A tape measure across the front of a vase tells you one number. A digital caliper tells you four or five, and each one carries information a photograph never will. We started measuring every piece we picked up a few years ago, partly out of habit and partly because measurements saved us from two bad purchases in one month. Once you get in the routine, it adds about sixty seconds to handling a piece and sticks with you for as long as the piece is in your collection.
Why we measure every piece
Three reasons, in order of how often they matter.
Catalog confirmation. Every major Van Briggle reference book includes dimensions alongside photos. When we pick up a piece at an estate sale or antique mall, a quick height-and-widest-diameter check against the Sasicki encyclopedia tells us whether we’re looking at the form we think we are. Van Briggle produced dozens of variations of some molds, and photos alone can be deceiving about scale.
Spotting later reproductions. Modern Van Briggle reproductions copy the design but often miss the proportions. A Lorelei vase should fall in the 8 to 11 inch range depending on the edition. Pieces outside that range, or ones where the ratio of height to widest diameter is noticeably off, deserve a second look. The difference between an early piece and a 1980s reproduction can be three figures, and proportion is one of the cleanest tells.
Documentation. Measurements are part of the record. When we photograph a piece for our collection log, the dimensions go in the filename. If you ever need to document a piece for insurance or want to back up a value claim, written measurements are the kind of detail that holds up. The measurement took a minute. The record is permanent.
What to measure, and why each
Four numbers cover most Van Briggle pieces:
- Overall height. Top of the highest point (including handles or sculpture) to the bottom of the foot. Measure with the piece sitting on a flat surface.
- Widest diameter. On a Van Briggle vase this is often mid-body, not at the rim. A Lorelei’s widest point is well below the opening. This is the measurement that catches the most reproductions because it’s the one most people don’t check.
- Rim opening. The inside diameter of the opening at the top. Useful for confirming the piece matches book specs and for anyone planning to use the vase with flowers.
- Foot diameter. The outside diameter of the foot where the piece rests. Occasionally pieces are documented by foot size in older catalogs, and it’s a useful secondary check.
For smaller pieces like flower frogs or bud vases, substitute “widest point” for widest diameter. The same logic applies.
The tool that actually works
A flexible tape measure is fine for height, but it falls apart when you try to measure the widest diameter of a bulbous shape. You can’t get a straight line across the outside of a vase with tape because the tape sags or slides. We use a 6-inch digital caliper for every measurement under six inches, and a regular ruler held across the piece for anything larger. The caliper reads to a hundredth of an inch, switches between inches and millimeters at a button press, and costs less than most pottery books. For pieces larger than six inches wide, we hold a small straight edge across the widest point and read the span with the caliper jaws against the edge.

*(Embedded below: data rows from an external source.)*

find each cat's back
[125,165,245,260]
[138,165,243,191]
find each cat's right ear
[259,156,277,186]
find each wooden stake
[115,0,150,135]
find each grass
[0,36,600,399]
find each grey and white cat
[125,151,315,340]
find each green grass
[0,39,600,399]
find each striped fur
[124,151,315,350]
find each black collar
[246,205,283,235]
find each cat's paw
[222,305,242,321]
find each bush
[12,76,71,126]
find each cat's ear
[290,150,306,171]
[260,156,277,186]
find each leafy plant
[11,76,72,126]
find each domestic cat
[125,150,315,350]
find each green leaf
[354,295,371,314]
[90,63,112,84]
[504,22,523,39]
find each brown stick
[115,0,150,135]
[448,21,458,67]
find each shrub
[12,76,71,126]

Digital is worth the small extra cost over dial calipers. The LCD is easier to read in dim antique mall lighting, and the zero-at-any-position feature lets you quickly check proportional ratios without doing subtraction in your head.
Recording what you measure
Our convention is simple. For each piece we keep a folder with photos and a plain text file named with the dimensions: lorelei_8.5x4.25.txt. Inside the file we write the four measurements, the date we acquired the piece, the source, and the mark details. When paired with our markings reference and photos of the bottom, that’s enough to settle almost any identification question later. On pieces where the mark has worn faint with age, dimensions often help narrow the date even when the mark alone cannot.

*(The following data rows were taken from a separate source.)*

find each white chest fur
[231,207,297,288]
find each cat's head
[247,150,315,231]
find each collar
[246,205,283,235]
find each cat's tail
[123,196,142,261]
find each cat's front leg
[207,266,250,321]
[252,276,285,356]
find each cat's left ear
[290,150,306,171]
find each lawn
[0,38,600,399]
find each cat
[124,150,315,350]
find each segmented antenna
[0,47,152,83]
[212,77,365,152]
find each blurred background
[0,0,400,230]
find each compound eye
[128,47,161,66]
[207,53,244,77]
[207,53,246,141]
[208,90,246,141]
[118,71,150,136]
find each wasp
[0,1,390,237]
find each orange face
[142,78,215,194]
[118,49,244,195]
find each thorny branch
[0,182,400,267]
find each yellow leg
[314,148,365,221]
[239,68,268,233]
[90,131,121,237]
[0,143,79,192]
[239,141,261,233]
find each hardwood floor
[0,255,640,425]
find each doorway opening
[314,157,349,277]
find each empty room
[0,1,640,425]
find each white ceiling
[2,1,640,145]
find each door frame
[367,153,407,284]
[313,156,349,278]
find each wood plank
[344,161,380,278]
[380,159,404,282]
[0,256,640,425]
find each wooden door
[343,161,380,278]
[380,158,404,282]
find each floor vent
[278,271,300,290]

If you’re documenting a larger collection, a spreadsheet with columns for height, widest diameter, rim, foot, mark, color, and source will do the same job. The important part is that the measurements are actually written down somewhere other than your memory.
Proportion as an identification clue
Once you’ve measured a few dozen Van Briggle pieces, you start to notice pattern. Authentic Lorelei vases have a specific relationship between the figure’s height and the body diameter. Bud vases of a given form have characteristic rim-to-height ratios. When something sits outside the normal range, it doesn’t automatically mean the piece is a reproduction, but it does mean it deserves a closer look before money changes hands.
We’ve caught two reproductions this way that looked completely authentic in photographs. In both cases, the height and mark were right, but the widest diameter was more than half an inch off from the published dimensions. That’s a clue you’ll never get without a caliper.
A small investment that pays for itself
The calipers live in the display cabinet drawer next to a small flashlight and a soft cloth. They come out for every new piece and for any piece we’re thinking of selling or insuring. If you’re putting together a broader collecting kit, we’ve written about the rest of it in our Van Briggle collector’s toolkit post. Of everything in that kit, the calipers have paid for themselves the most times over, both in bad purchases avoided and in value documented. Worth every penny of the twenty-something dollars it cost.